Carlo Pisacane nacque a Napoli il 22 agosto 1818, da Gennaro, duca di San Giovanni, e da Nicoletta Basile de Luna. Dal 1832 frequentò la “Nunziatella”, il celebre collegio militare della città. Nella sua formazione intellettuale spicca la conoscenza di Giambattista Vico, attraverso la lettura di Vincenzo Cuoco, e degli illuministi napoletani, quali Mario Pagano e Gaetano Filangieri. Nel febbraio del 1847 interruppe la sua carriera nel Genio, per fuggire verso Livorno con il suo grande amore, Enrichetta Di Lorenzo, moglie di suo cugino, un ricco commerciante. Toccate Marsiglia, Londra, Parigi, entrato nella Legione Straniera, operativo in Algeria, scoppiato il ’48, il 14 aprile era a Milano al cospetto di Carlo Cattaneo, per mettersi a sua disposizione. Apprezzandone la preparazione tecnica, lo stesso gli chiese di stendere un progetto per organizzare un esercito lombardo. Nella relazione che il napoletano elaborò, si intravedono le prime critiche all’indisciplinata proliferazione delle formazioni di volontari, per sostenere la necessità di concentrare e compattare le forze disponibili. Dopo una ferita, il ritorno degli austriaci lo fece dirigere prima in Svizzera poi in Piemonte, per presentarsi a Mazzini l’8 marzo 1849 sotto un cielo repubblicano. Di seguito il ricordo che il genovese ebbe di quell’incontro: “Un giorno in Roma, nel 1849 […] saliva a vedermi un giovane ufficiale napoletano. Era Carlo Pisacane.
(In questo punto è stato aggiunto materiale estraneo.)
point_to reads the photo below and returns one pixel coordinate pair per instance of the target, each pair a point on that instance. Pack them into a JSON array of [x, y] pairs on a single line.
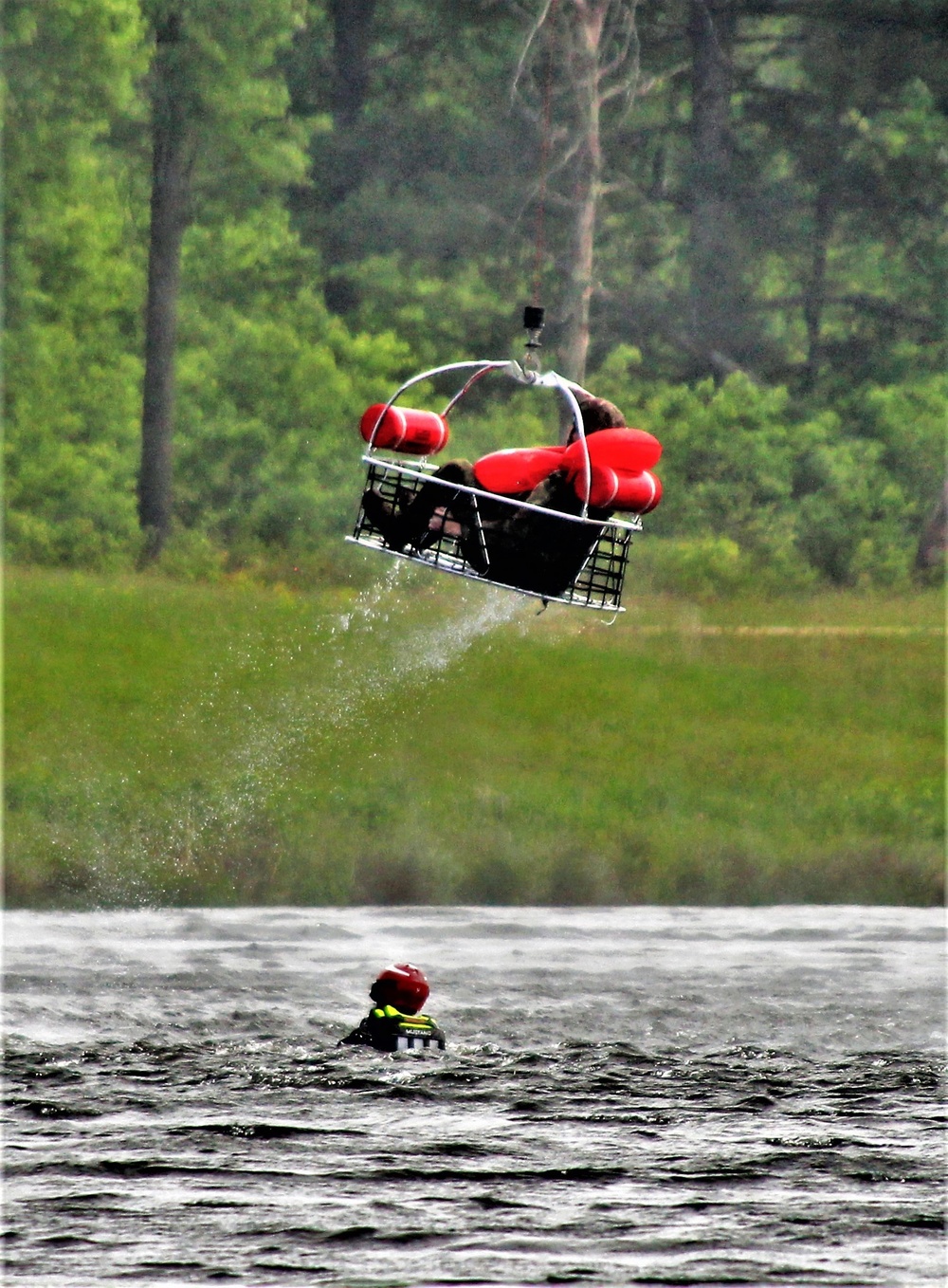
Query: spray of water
[[341, 669]]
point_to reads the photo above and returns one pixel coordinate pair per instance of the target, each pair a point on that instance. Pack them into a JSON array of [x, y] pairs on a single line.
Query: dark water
[[656, 1096]]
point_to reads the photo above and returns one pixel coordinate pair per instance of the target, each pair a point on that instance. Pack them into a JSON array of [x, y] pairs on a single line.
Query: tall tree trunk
[[169, 216], [352, 36], [814, 294], [580, 281], [715, 286]]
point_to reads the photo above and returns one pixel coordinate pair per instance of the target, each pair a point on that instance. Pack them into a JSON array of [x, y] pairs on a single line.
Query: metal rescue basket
[[462, 543]]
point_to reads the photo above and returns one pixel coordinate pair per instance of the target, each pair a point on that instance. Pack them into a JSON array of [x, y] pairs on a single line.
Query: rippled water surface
[[657, 1096]]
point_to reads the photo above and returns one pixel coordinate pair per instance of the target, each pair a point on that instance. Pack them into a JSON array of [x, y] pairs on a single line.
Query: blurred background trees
[[735, 212]]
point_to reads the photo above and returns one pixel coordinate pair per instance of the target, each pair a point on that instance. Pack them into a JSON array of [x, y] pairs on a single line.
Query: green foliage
[[74, 281], [335, 248], [271, 388], [196, 744]]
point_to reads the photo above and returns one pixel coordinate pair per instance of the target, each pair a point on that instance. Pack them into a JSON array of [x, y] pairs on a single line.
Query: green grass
[[193, 744]]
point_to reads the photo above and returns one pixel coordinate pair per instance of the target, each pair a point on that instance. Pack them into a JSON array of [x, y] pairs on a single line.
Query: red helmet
[[402, 985]]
Mi si presentò senza commendatizie: m’era ignoto di nome. […] Mi bastò un’ora di colloquio perché l’anime nostre s’affratellassero, e perch’io indovinassi in lui il tipo di ciò che dovrebb’essere il militare italiano, l’uomo nel quale la scienza, raccolta con lunghi studi ed amore non aveva addormentato, creando il pedante, la potenza di intuizione e il genio, sì raro a trovarsi, dell’insurrezione”.